Scientists have discovered a new generation of angiotensin receptor blockers that may be used to treat coronavirus disease 2019 (COVID-19).
The in-silico docking and molecular dynamics studies have shown that these drugs are capable of preventing the interaction between human angiotensin-converting enzyme 2 (ACE2) and the spike receptor-binding domain (RBD) of severe acute respiratory syndrome coronavirus 2 (SARS-C0V-2).
The study has recently been published in the Computational and Structural Biotechnology Journal.
According to the available literature, there is an association between the pathogenesis of cardiovascular disease and COVID-19. In severe COVID-19 patients with pneumonia, the development of hyperinflammation or “cytokine storm” is related to the overexpression of angiotensin II in the renin-angiotensin system. In this context, studies have shown that hypertensive COVID-19 patients who take angiotensin receptor blockers have lower morbidity and mortality than those without medication.
The cleavage of SARS-CoV-2 spike protein by furin and 3CLpro is required to initiate viral entry into host cells. The entire process is operated through the charge relay system. Tyrosinate in angiotensin II, serinate in furin, and cysteinate in 3CLpro are anions created through the charge relay systems. The activities of these residues are triggered through their nucleophile anions. The charge relay systems mediating the activity of furin and 3CLpro are similar to those that mediate the activity of angiotensin II.
In the current study, the scientists have identified a new generation of sartan-like angiotensin II receptor blockers that are known to inhibit the receptors more strongly than currently available sartans. Sartans are a group of type 1 angiotensin receptor antagonists that modulate the function of the renin-angiotensin system and are used to treat high blood pressure.
The new generation of angiotensin receptor blockers discovered in the study have been referred to as bisartans. These bisartans are novel bis-alkylated imidazole sartan derivatives bearing dual symmetric anionic biphenyl tetrazole moieties.
The bisartans discovered in the study were categorized into two sub-types. In bisartans A and B, the aliphatic butyl group is attached at position 4 of the imidazole ring. In bisartans C and D, the butyl group is attached at position 2 of the imidazole ring.
In-silico docking experiments were conducted to determine whether these bisartans are able to interact with the components involved in the SARS-CoV-2 entry process, including ACE2, spike RBD, furin, and 3CLpro.

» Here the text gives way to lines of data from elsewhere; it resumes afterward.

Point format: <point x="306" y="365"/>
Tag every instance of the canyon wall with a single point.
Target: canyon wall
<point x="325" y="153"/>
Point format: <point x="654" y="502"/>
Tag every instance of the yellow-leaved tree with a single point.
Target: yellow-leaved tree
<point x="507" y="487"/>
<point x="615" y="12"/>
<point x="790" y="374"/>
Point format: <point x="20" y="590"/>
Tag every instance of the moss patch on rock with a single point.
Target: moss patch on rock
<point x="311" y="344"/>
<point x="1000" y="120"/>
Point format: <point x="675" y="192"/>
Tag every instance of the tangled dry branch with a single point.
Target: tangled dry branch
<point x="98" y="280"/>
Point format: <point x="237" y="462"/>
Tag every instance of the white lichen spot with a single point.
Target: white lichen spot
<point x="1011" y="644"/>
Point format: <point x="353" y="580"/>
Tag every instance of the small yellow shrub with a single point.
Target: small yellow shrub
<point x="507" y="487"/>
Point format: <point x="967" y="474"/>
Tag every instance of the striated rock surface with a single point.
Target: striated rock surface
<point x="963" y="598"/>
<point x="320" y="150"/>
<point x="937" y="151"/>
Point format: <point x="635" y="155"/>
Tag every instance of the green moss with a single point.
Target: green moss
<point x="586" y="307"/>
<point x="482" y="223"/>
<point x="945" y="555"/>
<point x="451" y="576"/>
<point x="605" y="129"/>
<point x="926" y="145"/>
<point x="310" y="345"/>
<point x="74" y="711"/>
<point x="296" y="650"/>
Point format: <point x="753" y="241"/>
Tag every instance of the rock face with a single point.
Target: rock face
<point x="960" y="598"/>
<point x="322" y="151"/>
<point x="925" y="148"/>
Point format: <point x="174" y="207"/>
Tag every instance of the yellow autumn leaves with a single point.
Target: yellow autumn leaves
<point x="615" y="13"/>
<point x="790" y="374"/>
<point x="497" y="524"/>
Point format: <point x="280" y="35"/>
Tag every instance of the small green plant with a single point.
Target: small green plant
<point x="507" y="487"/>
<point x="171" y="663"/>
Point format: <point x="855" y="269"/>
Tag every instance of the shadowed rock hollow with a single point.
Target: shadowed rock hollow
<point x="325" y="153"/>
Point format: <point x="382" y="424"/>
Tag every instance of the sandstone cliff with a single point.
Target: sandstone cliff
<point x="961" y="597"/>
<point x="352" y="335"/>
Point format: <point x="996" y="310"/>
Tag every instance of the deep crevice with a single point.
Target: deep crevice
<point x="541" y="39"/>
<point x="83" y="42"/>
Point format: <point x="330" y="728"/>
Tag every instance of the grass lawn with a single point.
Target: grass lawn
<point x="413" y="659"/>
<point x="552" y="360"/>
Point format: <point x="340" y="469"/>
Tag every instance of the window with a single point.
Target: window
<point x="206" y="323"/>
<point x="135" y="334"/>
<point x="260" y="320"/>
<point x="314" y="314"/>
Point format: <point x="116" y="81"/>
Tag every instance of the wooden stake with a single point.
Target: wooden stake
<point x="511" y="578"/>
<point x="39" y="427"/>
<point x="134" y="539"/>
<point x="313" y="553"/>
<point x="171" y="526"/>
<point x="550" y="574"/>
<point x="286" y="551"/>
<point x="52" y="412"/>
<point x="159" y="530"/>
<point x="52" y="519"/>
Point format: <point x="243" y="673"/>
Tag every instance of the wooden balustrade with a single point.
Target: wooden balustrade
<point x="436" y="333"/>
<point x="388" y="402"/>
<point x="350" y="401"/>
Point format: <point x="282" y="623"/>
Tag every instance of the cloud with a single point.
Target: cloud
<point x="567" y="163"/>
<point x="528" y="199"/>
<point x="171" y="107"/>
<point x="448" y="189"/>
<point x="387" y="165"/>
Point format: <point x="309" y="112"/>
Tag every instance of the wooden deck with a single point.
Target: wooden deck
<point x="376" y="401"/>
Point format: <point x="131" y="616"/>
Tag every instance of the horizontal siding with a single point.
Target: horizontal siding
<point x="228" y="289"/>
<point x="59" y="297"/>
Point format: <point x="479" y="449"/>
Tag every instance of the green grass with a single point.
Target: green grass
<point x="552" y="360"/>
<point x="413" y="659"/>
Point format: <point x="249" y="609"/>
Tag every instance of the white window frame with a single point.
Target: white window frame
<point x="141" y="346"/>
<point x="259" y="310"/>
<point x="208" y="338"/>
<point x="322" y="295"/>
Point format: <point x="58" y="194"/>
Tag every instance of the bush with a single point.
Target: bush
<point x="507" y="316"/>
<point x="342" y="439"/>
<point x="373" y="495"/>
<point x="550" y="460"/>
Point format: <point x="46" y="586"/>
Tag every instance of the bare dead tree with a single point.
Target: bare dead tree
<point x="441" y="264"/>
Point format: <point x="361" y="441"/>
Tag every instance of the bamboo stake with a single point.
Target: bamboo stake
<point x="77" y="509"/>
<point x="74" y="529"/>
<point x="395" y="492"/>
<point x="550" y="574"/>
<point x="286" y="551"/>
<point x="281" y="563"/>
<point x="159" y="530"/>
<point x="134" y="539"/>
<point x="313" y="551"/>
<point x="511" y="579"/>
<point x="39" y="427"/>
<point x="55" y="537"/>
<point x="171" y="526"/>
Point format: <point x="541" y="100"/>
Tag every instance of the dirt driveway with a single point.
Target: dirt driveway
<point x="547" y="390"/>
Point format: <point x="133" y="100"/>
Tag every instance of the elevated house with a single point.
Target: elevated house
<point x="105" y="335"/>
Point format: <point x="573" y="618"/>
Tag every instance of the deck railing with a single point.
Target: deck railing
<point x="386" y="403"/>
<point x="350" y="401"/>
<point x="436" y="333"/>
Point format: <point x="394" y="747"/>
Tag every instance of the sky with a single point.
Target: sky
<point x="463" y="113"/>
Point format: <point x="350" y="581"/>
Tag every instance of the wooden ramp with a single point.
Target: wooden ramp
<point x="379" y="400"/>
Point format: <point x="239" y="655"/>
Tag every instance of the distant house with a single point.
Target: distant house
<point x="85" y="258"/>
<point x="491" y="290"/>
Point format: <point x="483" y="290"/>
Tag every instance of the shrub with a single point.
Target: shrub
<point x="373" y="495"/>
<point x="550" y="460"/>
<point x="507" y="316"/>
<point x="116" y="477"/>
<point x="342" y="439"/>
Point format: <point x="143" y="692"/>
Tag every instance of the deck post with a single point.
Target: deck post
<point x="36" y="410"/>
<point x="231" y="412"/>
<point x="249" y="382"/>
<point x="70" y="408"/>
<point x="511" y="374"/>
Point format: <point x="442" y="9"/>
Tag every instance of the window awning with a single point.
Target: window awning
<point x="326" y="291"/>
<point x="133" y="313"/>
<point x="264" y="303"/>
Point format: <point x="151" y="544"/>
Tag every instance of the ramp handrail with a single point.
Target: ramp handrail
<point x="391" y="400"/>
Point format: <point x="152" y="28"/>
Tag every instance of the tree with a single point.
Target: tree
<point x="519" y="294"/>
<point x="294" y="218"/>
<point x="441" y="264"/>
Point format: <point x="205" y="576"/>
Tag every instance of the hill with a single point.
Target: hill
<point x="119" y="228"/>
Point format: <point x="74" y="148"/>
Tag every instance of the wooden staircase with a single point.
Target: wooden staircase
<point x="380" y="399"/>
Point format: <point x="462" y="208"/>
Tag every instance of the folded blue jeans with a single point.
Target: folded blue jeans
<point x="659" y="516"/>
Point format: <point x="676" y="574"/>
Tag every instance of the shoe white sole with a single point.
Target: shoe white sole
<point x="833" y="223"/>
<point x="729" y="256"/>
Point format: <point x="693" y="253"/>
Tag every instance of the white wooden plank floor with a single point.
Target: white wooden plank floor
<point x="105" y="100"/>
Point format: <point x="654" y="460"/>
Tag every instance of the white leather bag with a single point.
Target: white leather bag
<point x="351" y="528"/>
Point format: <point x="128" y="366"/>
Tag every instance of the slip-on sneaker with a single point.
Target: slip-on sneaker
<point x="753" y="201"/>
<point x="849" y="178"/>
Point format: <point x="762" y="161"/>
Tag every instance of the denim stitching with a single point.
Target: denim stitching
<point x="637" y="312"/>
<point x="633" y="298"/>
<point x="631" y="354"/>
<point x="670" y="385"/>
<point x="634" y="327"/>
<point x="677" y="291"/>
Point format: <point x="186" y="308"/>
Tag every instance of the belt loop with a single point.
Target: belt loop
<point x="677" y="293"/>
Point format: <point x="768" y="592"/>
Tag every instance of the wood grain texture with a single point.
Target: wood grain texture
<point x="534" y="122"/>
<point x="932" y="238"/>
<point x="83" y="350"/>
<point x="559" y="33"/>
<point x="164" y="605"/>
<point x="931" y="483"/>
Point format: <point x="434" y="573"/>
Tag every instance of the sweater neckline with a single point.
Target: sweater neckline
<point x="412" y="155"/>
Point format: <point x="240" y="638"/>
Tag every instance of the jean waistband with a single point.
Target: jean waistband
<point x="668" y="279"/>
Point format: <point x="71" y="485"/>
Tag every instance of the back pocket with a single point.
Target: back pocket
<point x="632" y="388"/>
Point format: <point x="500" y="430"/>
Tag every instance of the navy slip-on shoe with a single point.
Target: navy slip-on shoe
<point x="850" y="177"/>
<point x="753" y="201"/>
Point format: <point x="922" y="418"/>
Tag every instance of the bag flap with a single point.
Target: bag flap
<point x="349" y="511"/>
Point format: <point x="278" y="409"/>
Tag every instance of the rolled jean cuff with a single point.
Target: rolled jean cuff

The findings revealed that the bisartans bind to the arginine residues present in the viral spike furin cleavage site. Specifically, bisartan A showed more robust binding to the mutated furin cleavage site of the SARS-CoV-2 delta variant than that to the wildtype cleavage site.
Further molecular docking experiments revealed that two negatively-charged tetrazoles of bisartan A bind to positively-charged arginine and histidine residues in the spike furin cleavage site. In addition, bisartans showed stable binding to the Zn2+ domain of the ACE2 catalytic site.
The number of arginine and histidine residues involved in the formation of bisartans-spike RBD-ACE2 complex was higher than that involved in the sartans-spike RBD-ACE2 complex. These observations indicate that bisartans have higher binding affinities for the ACE2-spike complex than currently available sartans.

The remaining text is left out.